Xavier Q Farfán
Crónicas del Sendero de la Gruta. Decimoctava parte.
Cuando salimos de la casa de Don Ramiro faltaba poco para la media noche y la calle de los Adobes y la alameda lucían desiertas y silenciosas; sólo se llegaban a escuchar los aullidos lejanos de los coyotes que eran respondidos por los perros locales con desgano. En el camino a la casa de gobierno Don Salmón se decía sorprendido por la vitalidad del anciano venerable, quien a pesar de su enfermedad, mostraba una pasión envidiable a la hora de hacer sus narraciones tan entretenidas.
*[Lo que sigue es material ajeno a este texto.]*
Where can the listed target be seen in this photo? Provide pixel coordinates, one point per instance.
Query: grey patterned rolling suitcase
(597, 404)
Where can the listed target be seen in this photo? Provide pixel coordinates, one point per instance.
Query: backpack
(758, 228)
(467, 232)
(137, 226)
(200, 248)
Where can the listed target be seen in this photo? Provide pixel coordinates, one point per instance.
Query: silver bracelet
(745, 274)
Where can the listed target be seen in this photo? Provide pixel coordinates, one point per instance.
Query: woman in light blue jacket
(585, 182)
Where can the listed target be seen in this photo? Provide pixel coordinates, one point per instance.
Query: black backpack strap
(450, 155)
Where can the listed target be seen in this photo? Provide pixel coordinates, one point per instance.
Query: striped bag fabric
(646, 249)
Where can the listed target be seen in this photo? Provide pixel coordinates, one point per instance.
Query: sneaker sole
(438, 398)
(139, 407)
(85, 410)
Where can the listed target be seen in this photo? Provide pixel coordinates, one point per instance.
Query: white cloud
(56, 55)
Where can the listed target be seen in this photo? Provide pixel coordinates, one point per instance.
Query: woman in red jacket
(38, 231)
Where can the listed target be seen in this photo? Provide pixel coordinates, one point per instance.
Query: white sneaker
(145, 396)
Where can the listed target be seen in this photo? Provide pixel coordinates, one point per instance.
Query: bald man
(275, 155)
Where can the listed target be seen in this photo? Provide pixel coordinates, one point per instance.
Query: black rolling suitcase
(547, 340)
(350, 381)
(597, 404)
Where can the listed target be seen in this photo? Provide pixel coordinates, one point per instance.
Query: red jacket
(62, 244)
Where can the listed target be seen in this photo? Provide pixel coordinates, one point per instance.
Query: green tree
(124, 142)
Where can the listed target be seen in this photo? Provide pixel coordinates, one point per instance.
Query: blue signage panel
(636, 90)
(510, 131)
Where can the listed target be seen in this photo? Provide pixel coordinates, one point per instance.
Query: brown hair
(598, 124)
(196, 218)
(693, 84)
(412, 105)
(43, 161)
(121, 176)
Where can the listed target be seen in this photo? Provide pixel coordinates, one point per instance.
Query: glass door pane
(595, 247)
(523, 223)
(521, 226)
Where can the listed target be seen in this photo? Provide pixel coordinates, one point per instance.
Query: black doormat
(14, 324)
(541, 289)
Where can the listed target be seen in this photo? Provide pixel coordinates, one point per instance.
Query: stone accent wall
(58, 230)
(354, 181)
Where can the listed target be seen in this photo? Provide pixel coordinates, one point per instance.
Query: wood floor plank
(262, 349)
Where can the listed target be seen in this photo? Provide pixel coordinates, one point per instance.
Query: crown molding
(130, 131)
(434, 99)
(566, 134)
Nunca se cansa de contar historias; creo que eso lo mantiene ocupado, y vivo, reflexionaba el Jerarca. Y de pilón se da el lujo de pertenecer a la mesa de notables, que como usted sabe, mi querido Don Aurelio, decide los asuntos más importantes de El Leñoso, y los urgentes me los dejan a mí. Y que conste que no me estoy quejando, se desmarcó entre risitas.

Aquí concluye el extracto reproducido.